I think you are right. Originally I didn't consider this but it would happen if ticks was ahead of wr_seq on an otherwise idle smr. And an acq barrier with a rel on the cmpset should resolve it.

sending wr_seq backwards and immediately polling would leave us considering a goal ticks calculated from the larger value as already expired.

sys/kern/subr_smr.c
234–243

I also wanted to add, I tried to write this as:

if s->s_ticks == ticks return s_wr_seq
monotonically increment s_wr_seq by SMR_SEQ_INCR,
s->s_ticks = ticks

I could not work out a way to do this safely with only barriers. I could use a 64bit cmpxchg. I could also use 64bit cmpxchg to fix s_rd_seq in a single atomic. I would prefer to keep the flexibility to make the counters 64bit instead though. I think the only s_rd_seq race below would harmlessly rewind it a little bit. If this were userspace and I could make fewer guarantees I would use the 64bit cmpxchg trick.

Name my SMR variant GUS for Global Unbounded Sequences.

Address some feedback by rlibby. Improve some comments.

sys/sys/smr.h
53–54

still need to do this.

If there are no objections I will commit this version.

sys/kern/subr_smr.c
200

Unused...

320

We grew a critical section around smr_default_advance (I assume you're okay with that...), so we can apply Mark's comments from the earlier review and s/counter_u64_add/counter_u64_add_protected/ (all three instances under advance).

480

GT

530–535

I don't understand this. Shouldn't the writer have called smr_advance()? Where did the goal come from if not?

569

s/SMR_SEQ_MAX_ADVANCE/SMR_SEQ_ADVANCE/ ?

575–576

Hmm. I think perhaps this comment should be expanded. I think what you're saying is, for SMR_DEFERRED, we can only be behind a valid goal by SMR_SEQ_INCR. For SMR_LAZY, we can be further behind, but we never have to catch up because we're always !wait. Is that right? Because it does seem possible that we drop out of this with goal > s_wr_seq for the SMR_LAZY case.

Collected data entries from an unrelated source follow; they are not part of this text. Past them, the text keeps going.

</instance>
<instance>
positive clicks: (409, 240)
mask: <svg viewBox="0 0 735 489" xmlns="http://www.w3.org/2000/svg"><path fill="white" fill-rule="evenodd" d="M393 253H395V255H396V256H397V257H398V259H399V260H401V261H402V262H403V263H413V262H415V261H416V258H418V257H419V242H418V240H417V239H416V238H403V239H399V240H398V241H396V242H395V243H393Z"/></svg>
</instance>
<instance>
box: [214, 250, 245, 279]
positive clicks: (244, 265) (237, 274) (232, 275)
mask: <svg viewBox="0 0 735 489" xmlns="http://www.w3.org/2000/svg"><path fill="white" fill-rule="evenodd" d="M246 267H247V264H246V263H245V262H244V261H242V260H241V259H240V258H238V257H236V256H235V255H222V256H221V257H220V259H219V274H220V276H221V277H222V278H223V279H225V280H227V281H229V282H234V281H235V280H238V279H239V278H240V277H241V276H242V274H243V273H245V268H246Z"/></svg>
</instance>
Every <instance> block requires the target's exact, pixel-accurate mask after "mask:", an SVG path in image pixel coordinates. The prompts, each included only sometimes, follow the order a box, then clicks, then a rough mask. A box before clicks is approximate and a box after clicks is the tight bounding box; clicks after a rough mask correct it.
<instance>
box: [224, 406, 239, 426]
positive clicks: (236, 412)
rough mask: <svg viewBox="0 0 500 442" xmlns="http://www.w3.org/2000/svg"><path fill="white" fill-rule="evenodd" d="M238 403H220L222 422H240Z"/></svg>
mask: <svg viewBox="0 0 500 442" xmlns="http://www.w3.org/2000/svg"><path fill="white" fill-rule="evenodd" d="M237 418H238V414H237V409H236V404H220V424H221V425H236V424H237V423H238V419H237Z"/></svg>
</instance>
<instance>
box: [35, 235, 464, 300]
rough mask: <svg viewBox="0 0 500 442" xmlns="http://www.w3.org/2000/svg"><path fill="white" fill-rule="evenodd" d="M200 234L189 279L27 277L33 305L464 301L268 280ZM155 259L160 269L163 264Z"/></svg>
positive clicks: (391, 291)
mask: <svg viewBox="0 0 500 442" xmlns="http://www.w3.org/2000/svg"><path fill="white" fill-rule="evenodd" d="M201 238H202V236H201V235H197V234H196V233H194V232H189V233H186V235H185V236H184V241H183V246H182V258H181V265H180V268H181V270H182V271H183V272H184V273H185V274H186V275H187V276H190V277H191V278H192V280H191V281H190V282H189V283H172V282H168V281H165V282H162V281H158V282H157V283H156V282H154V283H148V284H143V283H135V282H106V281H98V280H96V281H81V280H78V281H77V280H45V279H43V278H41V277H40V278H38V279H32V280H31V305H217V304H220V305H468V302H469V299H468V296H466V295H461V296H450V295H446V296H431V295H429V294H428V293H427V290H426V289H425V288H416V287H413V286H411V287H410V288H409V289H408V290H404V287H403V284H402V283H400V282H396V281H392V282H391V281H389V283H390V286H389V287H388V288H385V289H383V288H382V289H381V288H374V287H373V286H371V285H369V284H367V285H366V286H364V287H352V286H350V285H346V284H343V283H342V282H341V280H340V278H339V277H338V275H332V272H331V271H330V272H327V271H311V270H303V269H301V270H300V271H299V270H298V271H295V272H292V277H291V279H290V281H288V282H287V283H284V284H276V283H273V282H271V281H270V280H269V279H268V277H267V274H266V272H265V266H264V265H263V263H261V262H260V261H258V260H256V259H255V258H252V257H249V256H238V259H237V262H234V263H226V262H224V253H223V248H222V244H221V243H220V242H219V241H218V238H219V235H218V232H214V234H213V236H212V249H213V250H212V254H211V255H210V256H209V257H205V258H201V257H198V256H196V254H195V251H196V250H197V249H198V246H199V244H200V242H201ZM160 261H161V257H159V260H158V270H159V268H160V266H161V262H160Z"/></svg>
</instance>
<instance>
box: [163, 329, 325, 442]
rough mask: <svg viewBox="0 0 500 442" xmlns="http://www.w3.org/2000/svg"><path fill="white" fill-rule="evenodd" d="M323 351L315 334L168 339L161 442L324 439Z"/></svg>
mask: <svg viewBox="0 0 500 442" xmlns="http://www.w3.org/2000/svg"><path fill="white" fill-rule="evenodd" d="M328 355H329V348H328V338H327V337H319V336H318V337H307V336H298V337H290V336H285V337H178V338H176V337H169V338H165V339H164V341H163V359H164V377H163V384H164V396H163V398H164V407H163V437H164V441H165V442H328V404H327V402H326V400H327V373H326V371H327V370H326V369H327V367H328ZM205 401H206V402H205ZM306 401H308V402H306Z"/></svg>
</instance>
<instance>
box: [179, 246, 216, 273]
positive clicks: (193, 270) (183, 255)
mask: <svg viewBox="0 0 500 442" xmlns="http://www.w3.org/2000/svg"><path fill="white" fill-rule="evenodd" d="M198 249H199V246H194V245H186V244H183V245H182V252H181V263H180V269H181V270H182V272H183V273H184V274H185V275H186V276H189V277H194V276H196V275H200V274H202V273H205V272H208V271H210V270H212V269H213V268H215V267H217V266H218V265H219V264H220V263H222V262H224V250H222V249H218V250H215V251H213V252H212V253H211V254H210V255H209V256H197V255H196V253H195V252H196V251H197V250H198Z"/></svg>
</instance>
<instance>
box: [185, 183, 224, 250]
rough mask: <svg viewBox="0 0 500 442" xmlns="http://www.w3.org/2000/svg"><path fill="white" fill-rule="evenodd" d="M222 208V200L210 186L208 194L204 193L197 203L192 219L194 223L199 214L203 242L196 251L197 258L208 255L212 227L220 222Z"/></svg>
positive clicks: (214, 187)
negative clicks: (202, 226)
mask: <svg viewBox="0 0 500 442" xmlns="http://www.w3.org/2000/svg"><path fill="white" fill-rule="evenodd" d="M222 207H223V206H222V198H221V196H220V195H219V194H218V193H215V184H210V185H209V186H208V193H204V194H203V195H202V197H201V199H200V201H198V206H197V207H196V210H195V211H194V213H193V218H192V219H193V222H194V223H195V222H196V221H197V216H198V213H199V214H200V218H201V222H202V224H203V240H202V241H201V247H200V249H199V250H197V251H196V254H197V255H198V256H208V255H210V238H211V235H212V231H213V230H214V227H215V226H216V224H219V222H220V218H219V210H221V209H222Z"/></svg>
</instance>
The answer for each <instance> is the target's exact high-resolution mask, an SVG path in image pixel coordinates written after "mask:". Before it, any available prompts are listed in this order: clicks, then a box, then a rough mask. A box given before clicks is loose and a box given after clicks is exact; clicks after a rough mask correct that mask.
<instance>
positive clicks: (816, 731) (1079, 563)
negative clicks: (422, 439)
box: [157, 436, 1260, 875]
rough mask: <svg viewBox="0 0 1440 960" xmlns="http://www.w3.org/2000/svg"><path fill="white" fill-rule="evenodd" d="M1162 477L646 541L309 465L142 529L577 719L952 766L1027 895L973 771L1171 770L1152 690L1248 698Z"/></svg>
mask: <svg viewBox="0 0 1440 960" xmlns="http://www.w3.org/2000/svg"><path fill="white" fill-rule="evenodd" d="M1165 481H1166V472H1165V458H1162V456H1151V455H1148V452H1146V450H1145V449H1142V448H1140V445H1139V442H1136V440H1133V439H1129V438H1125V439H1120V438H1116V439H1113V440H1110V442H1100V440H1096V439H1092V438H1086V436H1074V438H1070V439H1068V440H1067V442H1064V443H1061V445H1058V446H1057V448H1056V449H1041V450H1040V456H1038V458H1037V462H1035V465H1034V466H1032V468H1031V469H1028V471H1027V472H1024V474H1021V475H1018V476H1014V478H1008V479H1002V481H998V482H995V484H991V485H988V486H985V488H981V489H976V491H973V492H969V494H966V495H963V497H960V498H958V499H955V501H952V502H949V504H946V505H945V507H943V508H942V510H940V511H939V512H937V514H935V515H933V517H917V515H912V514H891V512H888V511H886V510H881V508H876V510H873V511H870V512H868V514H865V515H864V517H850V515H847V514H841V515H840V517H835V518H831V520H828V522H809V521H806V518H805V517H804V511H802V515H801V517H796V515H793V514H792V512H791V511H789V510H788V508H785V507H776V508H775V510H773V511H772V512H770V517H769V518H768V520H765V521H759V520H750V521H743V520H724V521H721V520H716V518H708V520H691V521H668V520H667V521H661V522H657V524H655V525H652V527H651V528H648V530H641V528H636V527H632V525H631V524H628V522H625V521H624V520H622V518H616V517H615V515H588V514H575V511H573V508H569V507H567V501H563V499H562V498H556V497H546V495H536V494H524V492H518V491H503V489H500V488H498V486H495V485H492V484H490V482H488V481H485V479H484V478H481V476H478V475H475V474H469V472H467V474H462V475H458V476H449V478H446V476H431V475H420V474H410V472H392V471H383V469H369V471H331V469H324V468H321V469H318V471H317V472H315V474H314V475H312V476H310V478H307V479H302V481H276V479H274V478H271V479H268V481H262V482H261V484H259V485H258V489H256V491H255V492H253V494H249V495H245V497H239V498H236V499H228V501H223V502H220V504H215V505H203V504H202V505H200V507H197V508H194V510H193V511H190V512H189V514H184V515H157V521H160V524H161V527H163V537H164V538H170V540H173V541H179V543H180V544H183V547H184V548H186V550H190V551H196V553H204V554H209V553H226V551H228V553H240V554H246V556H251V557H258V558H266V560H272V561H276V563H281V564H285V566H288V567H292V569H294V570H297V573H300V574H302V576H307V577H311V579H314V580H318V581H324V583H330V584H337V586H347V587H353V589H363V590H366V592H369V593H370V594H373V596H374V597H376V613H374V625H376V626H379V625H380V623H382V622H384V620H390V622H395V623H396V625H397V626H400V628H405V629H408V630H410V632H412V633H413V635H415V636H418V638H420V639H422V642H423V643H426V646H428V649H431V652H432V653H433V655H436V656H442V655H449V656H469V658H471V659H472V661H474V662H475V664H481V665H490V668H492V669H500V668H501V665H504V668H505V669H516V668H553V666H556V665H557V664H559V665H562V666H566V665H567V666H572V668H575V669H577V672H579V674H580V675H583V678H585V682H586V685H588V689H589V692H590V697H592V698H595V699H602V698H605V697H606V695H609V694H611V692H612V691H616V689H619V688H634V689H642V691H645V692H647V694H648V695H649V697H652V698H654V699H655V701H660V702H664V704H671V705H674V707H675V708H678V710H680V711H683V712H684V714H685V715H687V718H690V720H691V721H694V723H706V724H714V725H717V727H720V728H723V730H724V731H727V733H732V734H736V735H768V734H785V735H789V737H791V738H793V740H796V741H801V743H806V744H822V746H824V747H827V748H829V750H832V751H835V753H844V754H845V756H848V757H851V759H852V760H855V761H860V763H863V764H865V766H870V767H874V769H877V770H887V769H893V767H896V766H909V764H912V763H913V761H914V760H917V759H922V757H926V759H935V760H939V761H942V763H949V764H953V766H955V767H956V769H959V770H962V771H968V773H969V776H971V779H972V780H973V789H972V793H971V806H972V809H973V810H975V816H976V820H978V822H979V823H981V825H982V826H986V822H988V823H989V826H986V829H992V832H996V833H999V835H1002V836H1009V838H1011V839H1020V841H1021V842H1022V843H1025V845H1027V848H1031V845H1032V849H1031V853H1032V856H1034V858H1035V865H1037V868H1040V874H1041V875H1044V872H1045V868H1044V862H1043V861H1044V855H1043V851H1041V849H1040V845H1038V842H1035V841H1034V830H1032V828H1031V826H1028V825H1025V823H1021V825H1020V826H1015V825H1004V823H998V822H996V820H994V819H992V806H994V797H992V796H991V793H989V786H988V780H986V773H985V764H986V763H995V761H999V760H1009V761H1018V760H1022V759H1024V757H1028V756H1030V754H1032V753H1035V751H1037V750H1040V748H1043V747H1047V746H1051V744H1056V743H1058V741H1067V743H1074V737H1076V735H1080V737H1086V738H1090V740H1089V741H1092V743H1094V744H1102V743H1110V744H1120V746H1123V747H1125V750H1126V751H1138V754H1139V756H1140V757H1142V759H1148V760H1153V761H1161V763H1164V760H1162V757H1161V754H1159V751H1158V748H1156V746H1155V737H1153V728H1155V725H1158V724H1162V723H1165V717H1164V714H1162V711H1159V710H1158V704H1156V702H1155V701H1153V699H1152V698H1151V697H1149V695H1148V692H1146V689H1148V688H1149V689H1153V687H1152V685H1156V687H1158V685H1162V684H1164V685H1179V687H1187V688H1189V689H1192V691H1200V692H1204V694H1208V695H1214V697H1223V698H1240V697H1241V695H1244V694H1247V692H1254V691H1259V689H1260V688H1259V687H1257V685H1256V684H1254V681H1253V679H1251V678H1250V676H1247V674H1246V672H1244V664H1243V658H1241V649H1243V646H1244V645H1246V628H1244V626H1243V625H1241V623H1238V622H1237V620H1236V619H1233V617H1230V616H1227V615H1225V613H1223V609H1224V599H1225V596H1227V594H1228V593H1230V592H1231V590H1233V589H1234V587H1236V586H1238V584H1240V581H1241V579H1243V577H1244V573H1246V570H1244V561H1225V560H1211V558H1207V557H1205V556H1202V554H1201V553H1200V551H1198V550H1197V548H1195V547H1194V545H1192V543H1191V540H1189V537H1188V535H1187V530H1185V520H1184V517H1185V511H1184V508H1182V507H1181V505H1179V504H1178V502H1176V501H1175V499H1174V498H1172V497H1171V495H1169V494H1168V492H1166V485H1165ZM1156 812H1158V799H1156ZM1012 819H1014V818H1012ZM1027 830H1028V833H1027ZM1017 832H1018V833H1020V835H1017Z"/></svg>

I forgot to submit these comments

sys/kern/subr_smr.c
320

That is a good point. I am a little uncertain as to whether advance will continue to use critical. I will evaluate this again once I decide.

530–535

lazy only increments wr_seq lazily after ticks does. The goal is always given as later than the current ticks. So it's always in the future. If no other writers follow wr_seq won't be advanced and the goal will never be satisfied. This makes sure the clock is always moving as long as someone cares.

569

Yes thank you.

575–576

KASSERT(!wait || (zpcpu_get(smr)->c_flags & SMR_LAZY) == 0,

	    ("smr_poll: Blocking not allowed on lazy smrs."));

There is an assert at the top of the function. I'm considering a way to decouple the wr_seq from directly using ticks that would enable me to use IPI to advance if there is a blocking wait for LAZY. This may impact the critcal sections in advance.